The M and M example
Steps
For this example, I had two types of bags, one had pictures of the movie Frozen and the other Starwars. You don't have to use those pictures. Marshmellows are our spike ins. Therefore, The one thing I tell the students is that the number of mashmellows is consistant between the two bowls.
- Have half of the room use Frozen bag and fill it with one cup of candy from Bowl 1. Have the other half of the room fill a starwars bag with 2 cups of candy.
- Have everyone count each color of M and M and each size of marshmellow. Each person then puts it into the google doc under the "master numbers" tab. Eah individal gets to decide how they "count" the skittles.
- Sample size-- How similar are biological replicaes?-- Depends on seq depth and expression level of the gene.:
- Each person does fold change with a partner that has the same bag type as them. The fold change is parter_1_value/partner_2_value. For example, Partner1 has 4 blue M and Ms and partner 2 has 2 blue M and Ms so the fold change is 2. Put those numbers in the partner fc tab. What should the fold change be? How variable are the fold changes across the colors and the partner_sets?
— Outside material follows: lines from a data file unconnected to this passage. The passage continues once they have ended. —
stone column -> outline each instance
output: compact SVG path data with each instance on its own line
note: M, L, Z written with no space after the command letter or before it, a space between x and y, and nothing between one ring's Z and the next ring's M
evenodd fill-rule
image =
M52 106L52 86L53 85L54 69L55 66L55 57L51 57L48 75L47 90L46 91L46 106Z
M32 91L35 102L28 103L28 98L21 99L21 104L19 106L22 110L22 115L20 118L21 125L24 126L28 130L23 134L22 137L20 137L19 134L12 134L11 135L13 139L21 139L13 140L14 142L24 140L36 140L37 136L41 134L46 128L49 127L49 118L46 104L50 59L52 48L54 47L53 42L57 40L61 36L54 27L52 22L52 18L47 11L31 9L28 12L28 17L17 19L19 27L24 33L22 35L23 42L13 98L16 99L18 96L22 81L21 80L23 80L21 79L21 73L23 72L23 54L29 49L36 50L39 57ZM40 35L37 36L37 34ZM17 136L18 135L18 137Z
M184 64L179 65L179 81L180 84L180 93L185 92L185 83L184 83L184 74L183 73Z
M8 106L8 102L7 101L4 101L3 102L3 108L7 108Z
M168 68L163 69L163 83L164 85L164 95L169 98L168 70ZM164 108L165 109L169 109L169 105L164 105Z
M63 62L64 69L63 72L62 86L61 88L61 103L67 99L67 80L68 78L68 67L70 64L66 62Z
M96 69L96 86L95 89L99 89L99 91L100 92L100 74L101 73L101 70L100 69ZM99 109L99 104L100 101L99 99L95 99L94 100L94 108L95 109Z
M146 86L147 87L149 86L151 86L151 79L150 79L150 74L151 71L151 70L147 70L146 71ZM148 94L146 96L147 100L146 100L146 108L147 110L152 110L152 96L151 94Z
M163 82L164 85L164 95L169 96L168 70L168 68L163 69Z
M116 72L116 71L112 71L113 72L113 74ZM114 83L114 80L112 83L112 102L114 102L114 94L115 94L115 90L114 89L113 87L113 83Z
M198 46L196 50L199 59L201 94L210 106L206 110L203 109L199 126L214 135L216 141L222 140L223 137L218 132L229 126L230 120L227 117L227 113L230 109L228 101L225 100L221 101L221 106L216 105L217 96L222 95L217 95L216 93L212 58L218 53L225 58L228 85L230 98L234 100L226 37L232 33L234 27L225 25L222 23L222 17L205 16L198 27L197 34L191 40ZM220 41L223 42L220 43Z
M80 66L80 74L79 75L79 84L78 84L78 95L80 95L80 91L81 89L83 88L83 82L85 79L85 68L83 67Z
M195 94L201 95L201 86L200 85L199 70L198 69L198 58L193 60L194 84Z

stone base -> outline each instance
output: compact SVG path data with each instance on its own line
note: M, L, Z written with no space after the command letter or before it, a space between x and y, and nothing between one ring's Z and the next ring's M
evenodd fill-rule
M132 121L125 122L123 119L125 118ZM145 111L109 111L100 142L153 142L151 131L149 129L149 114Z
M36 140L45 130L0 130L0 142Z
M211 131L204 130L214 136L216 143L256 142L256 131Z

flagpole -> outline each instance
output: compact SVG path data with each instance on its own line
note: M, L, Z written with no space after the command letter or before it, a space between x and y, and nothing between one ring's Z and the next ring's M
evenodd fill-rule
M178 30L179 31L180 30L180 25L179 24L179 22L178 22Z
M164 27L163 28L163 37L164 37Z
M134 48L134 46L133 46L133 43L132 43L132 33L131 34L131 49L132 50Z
- Now divide all M and Ms by the total number of M and Ms you collected in your cup. Do fold change again. What should the fold change be? How variable are the fold changes across the colors and the partner_sets?
- Copy one of the two bags (I used frozen) into a new tab on the spead sheet and do fold change on 1/2 the group vs the other 1/2. Is it near 1? (do this with both sample size corrected data and not correced data.) Why does sample size correction change the numbers. Should we correct for sample size?
- Two sample comparison
- Now have each person get a partner with a different bag. Calcuate fc. Calcuate fc while correcting for sample size. What is happened?
- Now divide by marshmellows instead of sample size. Does it give a different answer.
- Now caluate the final values across the class, not correcting, correcting for sample size, and correcting for marshmellows. Which is most acurate and why?
- Oddness in "skittles". Skittles represent reads in our fastq that we don't know what to do with.
- What are they: Skittles can be multipke mapping reads. What do we do with multipily mapping reads? Sometimes we put them in multipe places, some times we isgnore them. Skittles can also be reads from contamination. Again, what do we do with them.
- Answer, is there is no real right answer. We just have to make a choise and home they are in both of our samples, and therefore the "noise" is not that important.